Afghanistan : les soldats étrangers resteront-ils ?
Si un accord bilatéral est signé entre Kaboul et Washington, jusqu'à 15 000 soldats étrangers pourraient rester dans le pays après le départ de l'Otan en 2014. Le but ? Assurer la "stabilité" de l’État selon les propos du président afghan Hamid Karzaï lors de l'ouverture de la Loya Jirga, grande assemblée traditionnelle nationale regroupant 2 500 délégués.
Le traité bilatéral de sécurité (BSA) "peut nous offrir une période de transition pour atteindre la stabilité dans les dix prochaines années", a dit M. Karzaï, lors de son discours d'ouverture de la Loya Jirga, grande assemblée traditionnelle nationale, dont les 2 500 délégués sont réunis jusqu'à dimanche à Kaboul pour approuver ou non ce BSA négocié laborieusement depuis des mois entre Kaboul et Washington. Jusqu'à 15 000 soldats étrangers pourraient rester en Afghanistan après le retrait de la force de l'Otan fin 2014 si Kaboul signe un traité de sécurité avec Washington. Le BSA doit définir les modalités d'une présence militaire américaine en Afghanistan au terme de la mission de combat de l'Otan. Quelque 75 000 soldats étrangers sont actuellement présents en Afghanistan dans le cadre la Force internationale de l'Otan (Isaf) dirigée par Washington, mais la grande majorité de ces troupes doit se retirer d'ici la fin 2014. Ce retrait fait craindre une flambée de violences dans le pays, en partie contrôlé par les insurgés talibans. "Quelle que soit la décision que nous allons prendre, nous devons considérer notre prospérité future", a lancé le président afghan aux membres de la Jirga, des parlementaires, chefs de tribus ou représentants de la société civile venant des 34 provinces du pays. "Votre décision est attendue au-delà des frontières de l'Afghanistan", a-t-il dit."Les États-Unis n'ont pas confiance en moi, mais moi non plus." Le président Karzaï a toutefois indiqué que, s'il est approuvé par la Jirga, puis par le Parlement afghan, le BSA ne serait promulgué qu'après l'élection présidentielle du 5 avril, à laquelle il ne peut lui-même participer, la Constitution lui interdisant de briguer un troisième mandat.
Le président afghan Hamid Karzaï : Photo AFP
Coopération étroite "Cette accord sera promulgué quand nos élections auront été organisées, correctement et avec dignité, quand notre stabilité sera garantie et que nous sommes sûrs qu'ils (les Américains) coopéreront avec nous sur cette question", a dit M. Karzaï.

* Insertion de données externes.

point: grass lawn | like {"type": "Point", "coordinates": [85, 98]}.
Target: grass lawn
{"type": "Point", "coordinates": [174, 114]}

Si cette "élection tourne mal, le pays me maudira", a-t-il insisté, sans se priver d'une de ces déclarations peu amènes envers ses alliés Américains dont il est coutumier: "Les États-Unis n'ont pas confiance en moi, mais moi non plus". Ce délai jusqu'à avril pourrait susciter une vive réaction du côté de Washington, qui ne cesse d'insister pour que le traité soit signé au plus vite. Mercredi, le secrétaire d’État américain, John Kerry, avait annoncé s'être entendu avec M. Karzaï sur les "termes" du BSA. Kaboul a publié de son côté un projet d'accord selon lequel les soldats américains qui resteraient en Afghanistan après 2014 bénéficieraient de l'immunité de juridiction, principal point d'achoppement entre les deux pays jusqu'ici. En Irak, les États-Unis comptaient maintenir un contingent au-delà de 2011 mais ils avaient finalement rapatrié l'ensemble de leurs troupes car Bagdad avait refusé de leur accorder cette immunité. Le projet d'accord indique également que les États-Unis poursuivront une coopération étroite avec les forces gouvernementales afghanes en leur apportant "conseil", "entraînement" et "soutien", mais aussi en "renforçant les forces aériennes afghanes", qui disposent d'appareils peu nombreux et pas toujours en état de voler. Selon le projet, le BSA entrerait en vigueur au 1er janvier 2015 et serait valable pour au moins dix ans, "jusqu'à la fin 2024 et au-delà", sauf si ses signataires décident d'y mettre un terme.